In this project, I developed a comprehensive system to analyze tweet sentiment using Spark. Initially, I ingested raw data and filtered it to create a bronze table in Delta Lake format. After performing ETL (Extract, Transform, Load) and data cleaning, the bronze table was transformed into a silver table. We employed a BERT model to predict tweet sentiment, saving the results in a gold table. Prediction metrics, such as F1 score and the confusion matrix, were tracked using MLFlow. Additionally, I analyzed five common performance issues—spill, skew, shuffle, storage, and serialization—and made adjustments to minimize their impact. Finally, we used the gold table to analyze sentiment patterns across tweets and users.

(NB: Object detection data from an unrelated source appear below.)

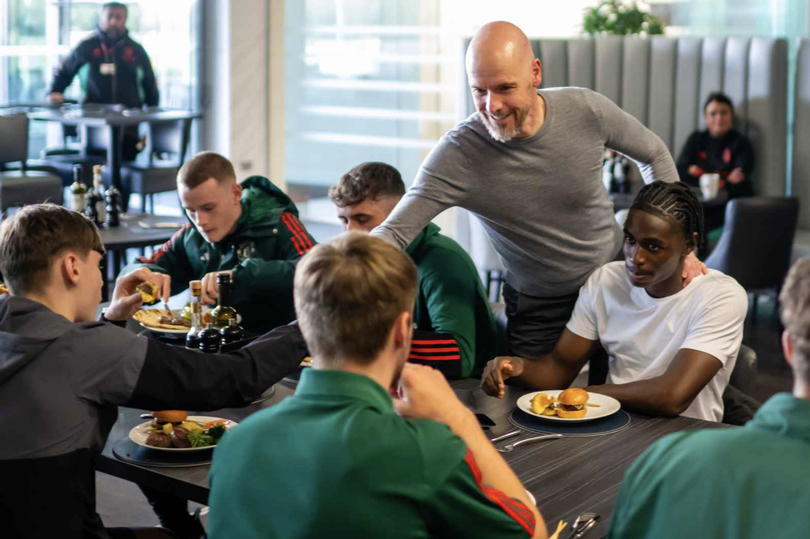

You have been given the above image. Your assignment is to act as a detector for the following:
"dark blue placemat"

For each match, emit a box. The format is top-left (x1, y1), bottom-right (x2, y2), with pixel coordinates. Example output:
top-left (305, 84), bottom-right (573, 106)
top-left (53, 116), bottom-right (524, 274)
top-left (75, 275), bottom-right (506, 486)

top-left (509, 408), bottom-right (630, 437)
top-left (113, 436), bottom-right (214, 468)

Build reliable and performant data pipelines using Delta Lake. The pipeline is composed of three layers:
Track metrics of deep learning model using MLFLow and use it to perform sentiment detection on the dataset.
Raw tweet data is read as a stream that is constantly updated with new tweets. I used Delta Lake technology to save data at various stages of the pipeline as bronze, silver, and gold tables.
Inference using a traditional UDF is slow. I used Pandas UDF to leverage Apache Arrow and Pandas vectorization capabilities to speed up inference procedure.
A BERT model from HuggingFace was used for sentiment classification. This model was stored in MLFlow registry and performance metrics related to the model were tracked using MLFlow as well.
Shuffle partitions were set to be a multiple of the number of cores in the workers. This minimized spill perforamnce issue.
Delta tables were optimized to reduce small files issue. Furthermore, Z-ordering was used to make fetching relavant data more optimal.
Pandas UDF was used to minimize serialization bottleneck as much as possible. Although the function isn't as efficient as native spark functions, its still much more efficient than traditional UDFs.
Structuring the data pipeline using the medallion architecture made it convenient for data management when I had to go back and check data from an earlier stage in the pipeline.
Tracking performance metrics in MLFlow allowed me to compare different version of the model.